A shell of mass 100 kg is fired horizontally from a cannon with a mass of `5xx10^(3) kg`. The kinetic energy of the shell at the end of the barrel is `7.5xx10^(6) J`. The kinetic energy imparted to the cannon by the recoil is

To solve the problem, we need to find the kinetic energy imparted to the cannon by the recoil when a shell is fired from it.
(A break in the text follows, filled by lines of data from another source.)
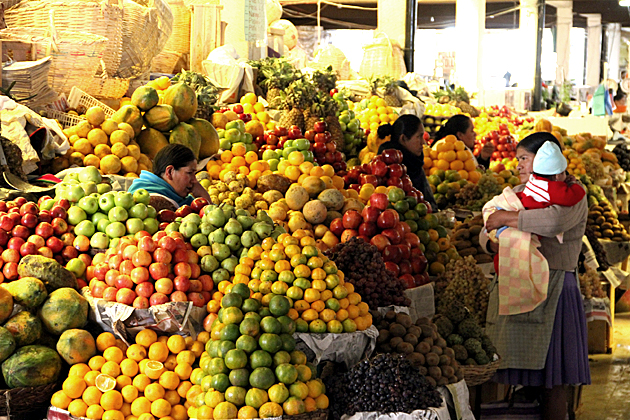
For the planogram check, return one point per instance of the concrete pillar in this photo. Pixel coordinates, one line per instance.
(528, 28)
(564, 23)
(613, 34)
(470, 24)
(593, 49)
(392, 18)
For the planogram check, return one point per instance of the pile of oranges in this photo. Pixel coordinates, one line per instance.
(240, 161)
(321, 301)
(451, 154)
(147, 380)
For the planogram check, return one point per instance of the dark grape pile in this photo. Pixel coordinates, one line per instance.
(598, 249)
(363, 266)
(383, 384)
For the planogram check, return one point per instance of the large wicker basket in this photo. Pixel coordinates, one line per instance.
(76, 56)
(477, 375)
(98, 18)
(20, 403)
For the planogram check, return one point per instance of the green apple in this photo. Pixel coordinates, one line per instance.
(76, 215)
(89, 204)
(124, 199)
(115, 230)
(86, 228)
(117, 214)
(99, 241)
(142, 196)
(134, 225)
(139, 210)
(90, 173)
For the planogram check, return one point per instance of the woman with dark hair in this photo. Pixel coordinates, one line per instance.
(172, 183)
(462, 127)
(545, 348)
(406, 135)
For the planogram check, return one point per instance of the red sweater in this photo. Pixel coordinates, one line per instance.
(540, 193)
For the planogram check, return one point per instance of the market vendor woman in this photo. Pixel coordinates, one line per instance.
(172, 183)
(406, 136)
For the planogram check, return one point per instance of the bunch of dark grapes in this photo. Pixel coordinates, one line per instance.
(363, 266)
(383, 384)
(598, 249)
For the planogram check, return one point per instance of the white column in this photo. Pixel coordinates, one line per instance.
(528, 28)
(613, 31)
(392, 19)
(564, 23)
(593, 48)
(470, 24)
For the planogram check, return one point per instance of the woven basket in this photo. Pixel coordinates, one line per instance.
(154, 21)
(109, 87)
(179, 41)
(477, 375)
(75, 55)
(78, 16)
(20, 401)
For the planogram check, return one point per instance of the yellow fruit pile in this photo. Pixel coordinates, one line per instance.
(376, 114)
(240, 161)
(104, 144)
(451, 154)
(147, 380)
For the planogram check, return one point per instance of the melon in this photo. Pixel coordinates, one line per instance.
(183, 99)
(151, 141)
(161, 117)
(187, 135)
(209, 137)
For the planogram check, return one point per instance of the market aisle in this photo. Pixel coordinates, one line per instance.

We will use the principle of conservation of momentum and the relationship between kinetic energy and momentum. ### Step-by-Step Solution: 1. **Identify the given values:** - Mass of the shell, \( m = 100 \, \text{kg} \) - Mass of the cannon, \( M = 5 \times 10^3 \, \text{kg} = 5000 \, \text{kg} \) - Kinetic energy of the shell, \( KE_{\text{shell}} = 7.5 \times 10^6 \, \text{J} \) 2. **Use the conservation of momentum:** - Initially, the system (cannon + shell) is at rest, so the total initial momentum is zero. - When the shell is fired, it moves in one direction, and the cannon recoils in the opposite direction. - Let \( P_{\text{shell}} \) be the momentum of the shell and \( P_{\text{cannon}} \) be the momentum of the cannon. - According to conservation of momentum: \[ P_{\text{shell}} + P_{\text{cannon}} = 0 \implies P_{\text{cannon}} = -P_{\text{shell}} \] 3. **Relate kinetic energy to momentum:** - The kinetic energy of an object is given by: \[ KE = \frac{P^2}{2m} \] - For the shell: \[ KE_{\text{shell}} = \frac{P_{\text{shell}}^2}{2m} \] - For the cannon: \[ KE_{\text{cannon}} = \frac{P_{\text{cannon}}^2}{2M} \] 4. **Express \( P_{\text{cannon}} \) in terms of \( P_{\text{shell}} \):** - Since \( P_{\text{cannon}} = -P_{\text{shell}} \), we have: \[ KE_{\text{cannon}} = \frac{P_{\text{shell}}^2}{2M} \] 5. **Relate the kinetic energies of the shell and cannon:** - From the equations for kinetic energy, we can derive: \[ \frac{KE_{\text{cannon}}}{KE_{\text{shell}}} = \frac{P_{\text{cannon}}^2 / 2M}{P_{\text{shell}}^2 / 2m} = \frac{m}{M} \] - Substituting the values: \[ \frac{KE_{\text{cannon}}}{7.5 \times 10^6} = \frac{100}{5000} = \frac{1}{50} \] 6. **Calculate the kinetic energy of the cannon:** - Therefore: \[ KE_{\text{cannon}} = \frac{7.5 \times 10^6}{50} = 1.5 \times 10^5 \, \text{J} \] ### Final Answer: The kinetic energy imparted to the cannon by the recoil is \( 1.5 \times 10^5 \, \text{J} \). ---